We can’t afford a Trump presidency. The money spent alone on hundreds of new White House door knobs for his wee-baby hands would bankrupt us
I shake my bottled water so the H’s & O’s are evenly distributed.
Delivery Instructions: “Please, deliver the pizza like normal, but as you walk back to your car, slowly turn back and say, ‘Hey kid! You did alright out there tonight. Your father would have been proud’.”
I fired myself from cleaning my own house. I didn’t like my attitude, and I got caught drinking on the job.
I’m not saying I did terrible things last night but satan just woke up on my couch and he won’t make eye contact with me.
Officer: …
Me: I was trying to pamper him!
O: By blow drying his hair?
M: Yes! Like a salon!
O: In the bathtub?!
M: It’s … luxurious
Do werewolves pull their ripped pants down to poop in the woods?

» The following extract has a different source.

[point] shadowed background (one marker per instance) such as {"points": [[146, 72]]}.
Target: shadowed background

manipulative people really be like oh so now i’m the bad guy for being the bad guy
“Ah, Mr Bond, I-”
*closes laptop lid and pulls up trousers*
“-wasn’t expecting you.”
It’s really not about the dry cleaning bill. I’m just upset that your dog never called my leg afterward.
[performance review]
boss: from now on you’re getting supervision
me: yes!!
boss: wait, that doesn’t mean–
me: *already smashing my glasses*
I hate when I’m waiting for the elevator and someone else casually walks up and presses the button to open the elevator door.
team rocket: that boy’s pikachu is special
meowth: hey
team rocket: we need it
meowth: im literally the only pokemon who can talk
team rocket: that pikachu is so unique no other pokemon will do
Meowth: guys
team rocket: only that pikachu is deserving of love
KIDNAPPER: all of my demands are on the table
POLICE CAT: for now
Kids be like mom look at me when you’re driving 70 mph on the freeway.
Friend: Bro, those were sick fireworks! Sorry about your eye, but I think the ER may be busy.
Me: No worries, my wife made reservations.
Do the makers of hold music know that Mozart wrote more than one song
nothing like a slow cooked sausage
A posh woman asked where I got my boots and I didn’t want to say TJ Maxx, so I told her I won them in a bar fight.
My sense of humor is so dark that my grandmother would have been very unhappy if my sister went on a date with it.
If a malevolent demon is watching you sleep, simply go to Settings > General > Privacy > Malevolent Demon Who Watches You Sleep (Deactivate)
ME: i honestly only had one drink
WIFE: i don’t believe a word you just said
ME: no, i swear *pulls out dictionary* they’re all real
Is fructose made with real fruct?
A grilled cheese sandwich has never sent mixed signals, just saying
My PS5 died, I guess I need to make friends now.
Feeling authoritative. Gonna comment “behave yourself” under pictures of people just having a good time.